Betroffene Menschen im Landkreis

Gegenwärtig sind im Landkreis 1.793 Personen untergebracht. (Das ist rund 1 Prozent unserer Wohnbevölkerung.) Davon fallen 1.267 Personen unter die bürokratischen Regelungen des „Asylbewerberleistungsgesetzes“. 526 Personen unterliegen dem SGB II (besser bekannt als Hartz IV) bzw. SGB XII (Sozialhilfe).
In Gemeinschaftsunterkünften leben im Landkreis 754 Personen. In Wohnverbünden – das sind zusammengefasste Wohnungen, aus denen aus Fördergründen eine Einheit gebildet wurde – 765 Personen und in einzelnen Wohnungen 274 Personen. Der Schwerpunkt liegt also auf der individuellen Unterbringung in Wohnungen.
Der Landkreis verfügt derzeit über insgesamt 2.280 Unterbringungsplätze. Davon 984 Plätze in Gemeinschaftsunterkünften, 1.006 Plätze in Wohnverbünden und 290 Plätze in sonstigen Wohnungen. Diese Kapazitäten wurden im Durchschnitt zu 76 Prozent ausgelastet. Das ist der zweithöchste Auslastungsgrad im Land Brandenburg.

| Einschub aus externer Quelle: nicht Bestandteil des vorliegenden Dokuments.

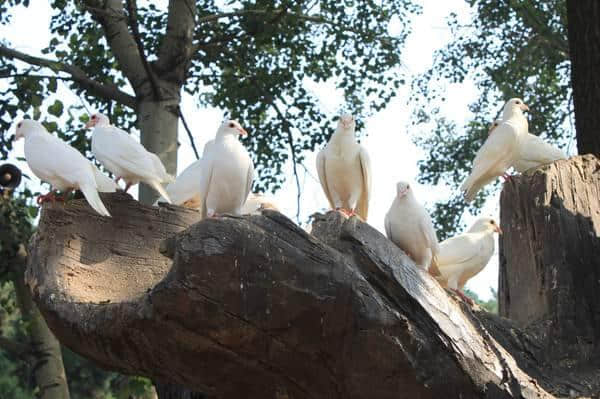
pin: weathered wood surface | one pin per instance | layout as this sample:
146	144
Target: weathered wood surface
550	256
255	307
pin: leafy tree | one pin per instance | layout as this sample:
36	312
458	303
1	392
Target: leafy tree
510	48
250	58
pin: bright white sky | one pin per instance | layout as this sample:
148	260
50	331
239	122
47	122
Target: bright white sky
394	157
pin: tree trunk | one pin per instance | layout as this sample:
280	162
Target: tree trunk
550	256
158	121
49	371
255	307
584	50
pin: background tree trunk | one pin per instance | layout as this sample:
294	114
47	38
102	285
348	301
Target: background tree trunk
158	123
584	50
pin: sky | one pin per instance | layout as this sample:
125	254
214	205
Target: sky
387	134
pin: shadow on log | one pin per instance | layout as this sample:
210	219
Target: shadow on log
255	307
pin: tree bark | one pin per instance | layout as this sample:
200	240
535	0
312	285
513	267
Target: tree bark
584	50
550	256
49	370
255	307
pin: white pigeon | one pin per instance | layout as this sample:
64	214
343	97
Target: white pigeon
408	225
57	163
185	190
257	202
345	171
499	151
227	172
533	151
463	256
126	158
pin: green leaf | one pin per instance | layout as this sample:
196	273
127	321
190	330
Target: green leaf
56	109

Sozialarbeit mit Migranten im Landkreis

Im Landkreis sind derzeit 45 Migrationssozialarbeiter tätig. Das ergibt einen Betreuungsschlüssel von 1 : 40, – also die doppelte Betreuungsdichte als nach dem vom Land vorgegebenen und refinanzierten Betreuungsschlüssel von 1 : 80. Dieser Stand resultiert aus den Zeiten, in denen es einen größeren Betreuungsbedarf gab. Hier wirken zum Teil länger laufende Verträge nach, die jetzt dem vom Land refinanzierten Schlüssel von 1 : 80 angepasst werden.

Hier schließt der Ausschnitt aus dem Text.